Her personal journey stands out, even in a country filled with people with stories of spirituality and self-discovery.
"God wants all of us to be honest. And that's really my message of the book, to give inspiration and strength to help people to move past their own inner demons," she said in an interview with The Associated Press.
Raised as Jeffrey Smith in Long Island, she became religious as an adult, joining Chabad in 1975. She married, had six children with her then-wife, and spent time in Israel and the United States before she said she helped run a Chabad visitor center in Jerusalem's Old City from 1985 to 1991. [Rabbi Yaakov Smith had his own Chabad House on the ground floor of the Tzemach Tzedek Synagogue in the Old City. He was there with the express blessing of the Chabad-Lubavitch Rebbe Rabbi Menachem Mendel Schneerson.]
But all along, she kept a deep secret. Going back to her childhood, she always knew she was a girl.
Smith recalled that as a 5-year-old boy, she was entranced watching her mother put on makeup. Her mother once suggested she instead watch her father shave "because you are a boy."
"It was like, 'I'm a boy? Wait. No. No.' But I didn't say that to her. It was what I felt," she explained.
During her years as a Chabad activist, she said she hated herself.
"Yet I so wanted to live a spiritual life. So I was always making deals. I was making deals with God ... 'I will put on the costume, but please work with me. Help me,'" she said.
Eventually, she parted ways with the movement, divorced, and in 2001, at the age of 50, started a four-year process culminating with surgery that transitioned her into a woman.
She chose the biblical name Yiscah, which she said means to "behold" and to "see into the present more deeply."
During the interview in her small Jerusalem apartment, Smith wore lipstick, a purple dress, encrusted glasses, a large blue necklace and a smaller one with a Star of David. She showed old passport pictures of her bearded former self, before her transition.
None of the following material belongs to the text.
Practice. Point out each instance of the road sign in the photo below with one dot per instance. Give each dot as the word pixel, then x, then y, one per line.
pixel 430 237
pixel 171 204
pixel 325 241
She declined to discuss her relationship with her children and grandchildren.
Smith still leads a lifestyle of a devout Orthodox Jew, eating only kosher food, refraining from travel on the Jewish Sabbath and praying at the Western Wall — albeit in the section reserved for women.
In the conservative Middle East, Israel is famously tolerant of gays and transgenders. Gays have openly served in Israel's military and parliament. The Supreme Court grants a variety of family rights to gay couples, and gays, lesbians and a transsexual are among the country's most popular musicians and actors. Last year, the country opened a memorial to gays who died in the Nazi Holocaust.
The challenges of living a transgender life have gained awareness through the popularity of Amazon Prime's series "Transparent." The show, which focuses on a man in the process of transitioning to a woman who comes out to his adult children, won two Golden Globes earlier this month.
Despite this tolerance, the conservative world of Orthodox Judaism is not always so accepting, making Smith's openness about her story even more striking.
Shmuel Pappenhym [sic; the name is spelled Pappenheim], an ultra-Orthodox educator and commentator, said there is no mention in Jewish texts of the issue of gender changes "because it's a modern thing." He said that many ultra-Orthodox consider it an "abomination" and prefer not to think about it because it is difficult for them to fathom.